Those words, uttered by Tom Hanks as Jim Lovell in Ron Howard’s Oscar-winning Apollo 13, plastered across posters for the film, have become a ubiquitous part of the English lexicon—even though they’re not exactly what the real Jim Lovell actually said. According to Wikipedia, Lovell, repeating his fellow Apollo 13 astronaut Jack Swigert, actually said, “Houston, we’ve had a problem.” All rightee then.
Speaking of which, “All rightee then” is another one of those phrases you hear everywhere, often from people who have no idea where it comes from, or even that it comes from anywhere at all. When Morgan Freeman as God said it to Jim Carrey in Bruce Almighty, it took me a beat to process that Freeman was repeating the phrase to the actor who had originated it—in Ace Ventura: Pet Detective.
Movie quotations suffuse our language.

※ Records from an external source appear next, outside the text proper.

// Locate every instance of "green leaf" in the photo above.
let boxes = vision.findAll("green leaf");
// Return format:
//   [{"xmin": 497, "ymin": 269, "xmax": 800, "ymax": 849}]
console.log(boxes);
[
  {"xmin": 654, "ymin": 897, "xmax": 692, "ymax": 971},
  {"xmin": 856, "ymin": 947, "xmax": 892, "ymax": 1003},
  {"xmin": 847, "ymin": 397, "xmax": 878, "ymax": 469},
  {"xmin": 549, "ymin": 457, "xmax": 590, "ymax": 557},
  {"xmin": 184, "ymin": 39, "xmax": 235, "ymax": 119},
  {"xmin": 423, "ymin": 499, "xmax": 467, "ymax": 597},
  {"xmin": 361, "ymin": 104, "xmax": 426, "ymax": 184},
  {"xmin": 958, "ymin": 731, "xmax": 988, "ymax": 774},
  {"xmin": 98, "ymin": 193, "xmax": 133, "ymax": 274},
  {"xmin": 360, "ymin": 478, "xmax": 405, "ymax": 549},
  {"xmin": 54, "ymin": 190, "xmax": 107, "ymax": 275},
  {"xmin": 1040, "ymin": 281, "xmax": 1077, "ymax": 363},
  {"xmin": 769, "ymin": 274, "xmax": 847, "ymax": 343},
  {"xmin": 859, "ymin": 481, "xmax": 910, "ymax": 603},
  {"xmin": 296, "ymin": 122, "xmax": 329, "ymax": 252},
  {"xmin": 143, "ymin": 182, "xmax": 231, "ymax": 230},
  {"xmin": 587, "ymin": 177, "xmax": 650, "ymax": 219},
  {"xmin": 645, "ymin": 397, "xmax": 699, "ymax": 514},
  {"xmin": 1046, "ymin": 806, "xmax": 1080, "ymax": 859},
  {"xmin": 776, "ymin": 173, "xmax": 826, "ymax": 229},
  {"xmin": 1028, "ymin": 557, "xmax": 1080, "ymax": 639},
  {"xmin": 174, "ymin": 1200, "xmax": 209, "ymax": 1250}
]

Sometimes we use them knowingly, sometimes not. A recent article in the Guardian, “The Universal Language of Film Quoting” (warning: offensive language), took stock of this phenomenon. “Pop quiz, hotshot,” the article begins: When you hear the phrase “Pop quiz, hotshot,” what do you think? The source is Dennis Hopper in Speed, but you don’t actually need to know that to pick up on the vibe.
From the article:
[A]fter a lifetime of saturation-exposure to pop culture, soaking through our brains like solvents through sodden cotton wool, we have at our mental command a quote to fit every situation. And we draw on it constantly and frequently, sometimes without even thinking. Quotes accentuate our dialogue: they make it funnier, richer, deeper and more engaging. Of course, they also make it rather childish and trivial, but we won’t let that bother us …
There is absolutely nothing to beat the exact right line from a movie or TV show – whatever suits that precise moment best. Something goes well and you hiss “Exxxcelleeent” like Mr Burns [from “The Simpsons”], and everyone laughs along. Recently my dad stood as godfather for my brother’s baby: cue lines about kissing the hand of the “padrino”, may your first-born child be a masculine one, you’ve never invited me over for coffee. And so on and so on.

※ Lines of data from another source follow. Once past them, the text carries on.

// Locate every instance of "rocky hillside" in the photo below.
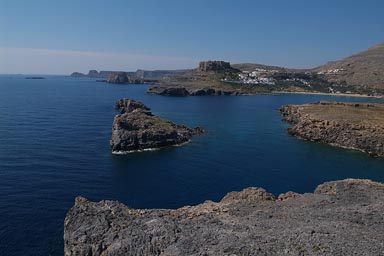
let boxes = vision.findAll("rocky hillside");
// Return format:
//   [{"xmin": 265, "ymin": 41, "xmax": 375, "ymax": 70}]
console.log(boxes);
[
  {"xmin": 313, "ymin": 42, "xmax": 384, "ymax": 92},
  {"xmin": 64, "ymin": 179, "xmax": 384, "ymax": 255},
  {"xmin": 232, "ymin": 42, "xmax": 384, "ymax": 95},
  {"xmin": 232, "ymin": 63, "xmax": 298, "ymax": 72}
]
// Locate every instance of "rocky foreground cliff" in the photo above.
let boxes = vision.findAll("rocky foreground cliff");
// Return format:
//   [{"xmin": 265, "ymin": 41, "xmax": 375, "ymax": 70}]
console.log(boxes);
[
  {"xmin": 280, "ymin": 101, "xmax": 384, "ymax": 157},
  {"xmin": 64, "ymin": 178, "xmax": 384, "ymax": 255},
  {"xmin": 110, "ymin": 99, "xmax": 202, "ymax": 153}
]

Such quotations can be universal, or they can be idiosyncratic to a particular family or circle of friends. Like the Guardian writer, I do say “Exxxcelleeent” in that Mr. Burns voice. But I wonder whether the Guardian writer or his circle of friends would recognize some of the sources of movie quotations in our household.

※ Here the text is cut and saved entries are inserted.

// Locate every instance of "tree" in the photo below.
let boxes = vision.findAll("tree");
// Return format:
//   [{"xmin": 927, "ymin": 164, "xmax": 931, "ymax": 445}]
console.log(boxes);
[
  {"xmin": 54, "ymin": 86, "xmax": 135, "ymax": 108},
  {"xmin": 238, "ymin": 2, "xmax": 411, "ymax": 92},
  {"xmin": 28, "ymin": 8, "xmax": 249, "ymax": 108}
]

A Man for All Seasons, for instance. “I wish rain water was beer!” my wife Suzanne will say mockingly in response to some utopian political proposal. And if I tell my children, “Well, he cahn’t!” in the tone of Paul Scofield’s Thomas More telling Meg that Will Roper can’t marry her, they know it’s final.
Other sources are more familiar, even if the usage is idiosyncratic. Suzanne is fond of “Why does the floor move?” from Raiders of the Lost Ark. She may use it if she sees bugs in the house, or perhaps if a child is slinking along under a blanket.
Even baby Catie, a year and a half, drops movie quotations. She’s discovered Havarti cheese (it comes in the Costco party pack), and when she wants more she says, “Cheese, Gromit!” (Actually, it comes out more like “Tee, Dromit!”)
More obscurely, when she’s fussing for something, she sometimes interrupts herself to shout, “Haaam!” That’s from Hayao Miyazaki’s Ponyo, but Catie doesn’t know that. She’s just quoting her siblings, whom she’s heard say “Ham” in response to her fussing.
Sometimes during our family rosary, I may expand upon the mysteries with a brief meditation. One line I like for the Nativity is: “Behold, I have become human. If you should not want to join me in becoming God, you would do me wrong.” I think it’s a quotation from Meister Eckhart—but I know it as an intertitle from one of my favorite films, Into Great Silence.